Ouça este conteúdo
O presidente Luiz Inácio Lula da Silva (PT) promoveu, nesta quinta-feira (08/01), uma cerimônia em referência aos três anos dos atos golpistas de 8 de janeiro de 2023, quando as sedes dos Três Poderes foram invadidas e depredadas em Brasília. Durante o evento, realizado no Palácio do Planalto, Lula vetou integralmente o projeto de lei conhecido como PL da Dosimetria, que previa a redução de penas para condenados pelos ataques, incluindo o ex-presidente Jair Bolsonaro. A cerimônia teve como foco a defesa da democracia após um episódio que terminou com cerca de 1,4 mil prisões.
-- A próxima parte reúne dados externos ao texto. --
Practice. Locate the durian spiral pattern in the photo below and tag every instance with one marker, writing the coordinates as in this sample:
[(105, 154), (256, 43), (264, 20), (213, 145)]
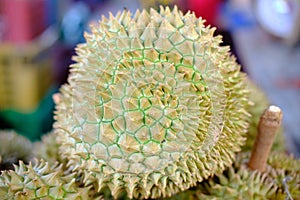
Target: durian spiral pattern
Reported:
[(153, 104)]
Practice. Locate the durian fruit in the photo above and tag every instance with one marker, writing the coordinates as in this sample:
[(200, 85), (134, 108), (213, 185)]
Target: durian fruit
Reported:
[(47, 149), (153, 104), (259, 103), (14, 147), (155, 4), (42, 181), (285, 171), (280, 181)]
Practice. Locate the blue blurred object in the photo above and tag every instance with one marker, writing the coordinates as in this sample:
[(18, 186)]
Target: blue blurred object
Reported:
[(74, 22), (235, 18), (51, 12)]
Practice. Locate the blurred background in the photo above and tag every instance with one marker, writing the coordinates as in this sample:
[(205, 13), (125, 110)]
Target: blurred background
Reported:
[(38, 37)]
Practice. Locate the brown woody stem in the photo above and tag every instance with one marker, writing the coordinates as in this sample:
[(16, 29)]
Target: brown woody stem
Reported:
[(268, 125)]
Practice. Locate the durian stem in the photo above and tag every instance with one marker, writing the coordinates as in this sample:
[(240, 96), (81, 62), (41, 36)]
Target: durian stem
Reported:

Durante a solenidade, o presidente usou o simbolismo da data para justificar o veto ao texto aprovado pelo Congresso no fim do ano passado. Nas redes sociais, Lula afirmou: “O 8 de janeiro está marcado na História como o dia da vitória da democracia. Vitória sobre os que tentaram tomar o poder pela força, desprezando a vontade popular expressa nas urnas. Sobre os que sempre defenderam a ditadura, a tortura e o extermínio de adversários, e pretendiam submeter o Brasil ao regime de exceção. A tentativa de golpe em 8 de janeiro de 2023 veio nos lembrar que a democracia não é uma conquista inabalável. Ela será sempre uma obra em construção, sujeita ao permanente assédio de velhos e novos candidatos a ditadores. Por isso, a democracia precisa ser zelada com carinho. E defendida com unhas e dentes, dia após dia.”
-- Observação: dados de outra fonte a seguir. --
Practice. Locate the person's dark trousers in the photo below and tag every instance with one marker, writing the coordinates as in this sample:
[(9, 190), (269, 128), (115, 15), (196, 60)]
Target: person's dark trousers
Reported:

A cerimônia foi aberta pelo ministro da Justiça e Segurança Pública, Ricardo Lewandowski, que destacou que crimes contra o Estado Democrático de Direito não podem ser perdoados. Segundo ele, esses atos são imprescritíveis e impassíveis de indulto, graça ou anistia. “Os crimes cometidos contra o estado democrático de direito, como muitos daqueles praticados naquela época recente do 8 de janeiro, conforme consta da Constituição e da decisão do STF, são imprescritíveis, impassíveis de indulto, graça ou anistia, sobretudo quando envolvem grupos civis e militares armados”, afirmou.
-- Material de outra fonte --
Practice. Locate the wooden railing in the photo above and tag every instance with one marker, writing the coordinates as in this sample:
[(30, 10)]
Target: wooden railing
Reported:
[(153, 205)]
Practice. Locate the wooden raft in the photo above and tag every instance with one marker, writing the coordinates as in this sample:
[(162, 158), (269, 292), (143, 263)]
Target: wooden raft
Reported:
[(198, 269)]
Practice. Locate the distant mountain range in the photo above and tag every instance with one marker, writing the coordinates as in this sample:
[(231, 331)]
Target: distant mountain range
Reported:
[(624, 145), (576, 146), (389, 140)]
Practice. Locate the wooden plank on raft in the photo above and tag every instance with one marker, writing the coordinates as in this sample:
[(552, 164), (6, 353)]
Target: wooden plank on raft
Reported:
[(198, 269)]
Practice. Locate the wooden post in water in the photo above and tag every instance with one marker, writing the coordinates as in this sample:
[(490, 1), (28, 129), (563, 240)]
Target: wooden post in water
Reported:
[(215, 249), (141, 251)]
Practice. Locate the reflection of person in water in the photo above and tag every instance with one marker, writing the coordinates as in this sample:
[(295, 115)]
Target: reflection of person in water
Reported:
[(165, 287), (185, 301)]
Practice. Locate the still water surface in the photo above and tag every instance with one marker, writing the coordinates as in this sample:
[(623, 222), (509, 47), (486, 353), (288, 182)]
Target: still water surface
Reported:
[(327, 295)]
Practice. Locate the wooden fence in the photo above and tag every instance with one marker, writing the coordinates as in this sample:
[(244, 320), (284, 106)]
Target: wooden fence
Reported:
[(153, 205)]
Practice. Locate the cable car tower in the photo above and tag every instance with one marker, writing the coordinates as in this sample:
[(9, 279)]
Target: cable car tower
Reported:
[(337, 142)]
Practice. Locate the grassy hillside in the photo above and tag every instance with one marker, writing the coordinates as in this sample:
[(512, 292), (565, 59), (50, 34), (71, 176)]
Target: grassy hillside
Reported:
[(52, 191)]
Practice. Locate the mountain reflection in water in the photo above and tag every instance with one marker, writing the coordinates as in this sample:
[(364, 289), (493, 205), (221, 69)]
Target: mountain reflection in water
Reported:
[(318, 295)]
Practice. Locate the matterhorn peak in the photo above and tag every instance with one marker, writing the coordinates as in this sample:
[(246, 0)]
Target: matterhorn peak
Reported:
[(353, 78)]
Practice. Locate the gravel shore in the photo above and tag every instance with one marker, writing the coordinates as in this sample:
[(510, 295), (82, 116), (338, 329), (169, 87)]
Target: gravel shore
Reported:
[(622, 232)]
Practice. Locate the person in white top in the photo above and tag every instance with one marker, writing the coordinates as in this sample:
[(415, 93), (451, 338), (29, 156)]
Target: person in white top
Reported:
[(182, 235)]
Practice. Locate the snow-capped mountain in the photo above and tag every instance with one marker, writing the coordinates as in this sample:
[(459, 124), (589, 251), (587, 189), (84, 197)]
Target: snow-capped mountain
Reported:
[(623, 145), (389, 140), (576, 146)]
Já o vice-presidente e ministro do Desenvolvimento, Indústria, Comércio e Serviços, Geraldo Alckmin (PSB), disse que a liderança de Lula foi decisiva diante da tentativa de ruptura institucional após as eleições de 2022. “Quero dizer ao presidente Lula que foi a sua liderança que salvou a democracia no Brasil. Se, quando perderam as eleições, tentaram um golpe de Estado, imagine o que não teriam feito se tivessem vencido”, declarou. Além disso, Alckmin defendeu a responsabilização dos envolvidos: “O que diferencia homens e mulheres públicos é quem tem apreço pela democracia e quem não tem” e completou: “Justiça não se divide, justiça não se fraciona. Aqueles que roubaram, cometeram crime, devem sofrer o rigor da justiça e o peso da história”.
O evento teve ausências importantes, como os presidentes da Câmara, Hugo Motta (Republicanos-PB), e do Senado, Davi Alcolumbre (União-AP), além do ministro Edson Fachin e do ministro Alexandre de Moraes, do STF. Após a assinatura do veto, Lula, ministros e parlamentares desceram a rampa do Planalto para cumprimentar manifestantes que pediam punição aos golpistas e o veto ao PL da Dosimetria. Integrantes do Movimento dos Trabalhadores Rurais Sem Terra (MST), do Movimento dos Trabalhadores Sem-Teto (MTST), além de sindicatos e organizações populares, participaram do ato. Além de cobrar punição aos envolvidos nos ataques de 8 de janeiro, os manifestantes exibiram cartazes e entoaram gritos de ordem contra os ataques dos Estados Unidos na Venezuela. Com a decisão do presidente, agora cabe ao Congresso avaliar se mantém ou derruba o veto, com expectativa de análise em sessão conjunta a partir de fevereiro.